Political correctness is taking us towards racism here, not away from it. If pejorative terms for caucasian races are acceptable then why not for Afro-Americans? And if we rule that all races must be treated equally then where's the authenticity in my text? Writing about the Great War without mentioning 'Hun', 'Boche', 'Jerry' or 'Kraut' is going to be a difficult and ultimately unconvincing process. Had I been writing in the third person in the present day then 'grinning like a minstrel show' would be unjustifiable. But when we write direct speech or narrate in the first person we must be true to the time, circumstances and background of the speaker.
Of course, I could be wrong, unthinkable though that may be.

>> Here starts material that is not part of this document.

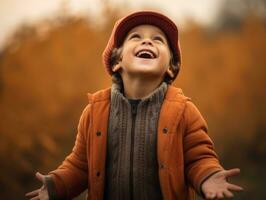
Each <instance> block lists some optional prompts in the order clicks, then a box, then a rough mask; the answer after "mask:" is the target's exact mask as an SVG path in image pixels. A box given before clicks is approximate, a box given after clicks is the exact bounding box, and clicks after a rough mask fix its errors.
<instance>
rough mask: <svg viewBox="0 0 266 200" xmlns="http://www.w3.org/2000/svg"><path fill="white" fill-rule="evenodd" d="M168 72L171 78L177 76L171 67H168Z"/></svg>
mask: <svg viewBox="0 0 266 200" xmlns="http://www.w3.org/2000/svg"><path fill="white" fill-rule="evenodd" d="M166 73H167V74H168V75H169V76H170V77H171V78H174V76H175V75H174V73H173V71H172V70H171V68H170V67H169V68H168V69H167V71H166Z"/></svg>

My principal challenger on Wednesday is as repulsed by racism as I am, so our difference is purely in the expression of our abhorence. What you have here is only my opinion - and I've never been accused of keeping my opinions to myself.

5 comments:

Kriss Harmsworth said...

If you writing historically correct you have to use the words as used then. At the time it was not racist. I loved the Black and White Minstrel Show and never at the time thought it to be racist I just thought they were entertainers like clowns. Are clowns racist for painting their faces white?

Kriss :)

Jem Shaw said...

Completely agree with you Kris, though I can see that a counter-argument exists. I understand that Peter Jackson's long awaited remake of The Dambusters has renamed Guy Gibson's dog. My own experience of this sort of nonsense is that the last people to be offended are the group being mentioned. I saw today a news item referring to Adolf Hitler's naming by Time Magazine as 1938's "Person of the Year". Bollocks! They named him "Man of the Year". When political correctness starts to change history we're getting uncomfortably Orwellian.

Pauline Woodhouse said...

Hi Jem, Some people get 'hung-up' on 'political correctness'and in my opinion ,this is when common sense goes out of the window and writers become restricted. To me, you were, as you say, telling the story in context to the time and place. It seems,certain people believe in waving the 'correctness' banner for their own self-esteem. I too am very opinionated!!! pauline

Jem Shaw said...

Again, I agree completely. However, in defence of the person who raised the issue on the night in question, I do need to say that I don't believe that is her motive. She has a sincere and deep belief in anti-racism. While I disagree with her on how we should express this, I don't for a moment question her sincerity.

Jaicen said...

From my own point of view, I don't know how a book can be accepted as an example of a time period, if everything is changed to suit the modern world. That it is written from a modern writer, will not change the fact that these words were used, and not always offensively. There is a series of books here, written during the depression about a half caste detective called Bony. The author, Arthur Upfield, was a stockman and bushman and incorporated his vocabulary and that of the people, both black and white, who influenced his characters into his excellent stories. During some reprints, the issue of racial overtones was brought up, but the publishers were loathe to change the words, as it would then mean the books were no longer authentic. They compromised in the end, by putting a disclaimer in the front, stating that descriptions and terminology may be considered by some readers to be offensive, but for the sake of authenticity the books have remained as they were written all those years ago. The same sort of disclaimer in a book written from a modern writer might defuse the situation and discourage readers who will be offended from reading them. But, we can't pretend it didn't happen, after all it did. And hiding the fact doesn't change it, it just keeps us ignorant. The majority of people, I am sure, can read such words and allow that, as much as they dislike them, they were in use during the period of the story.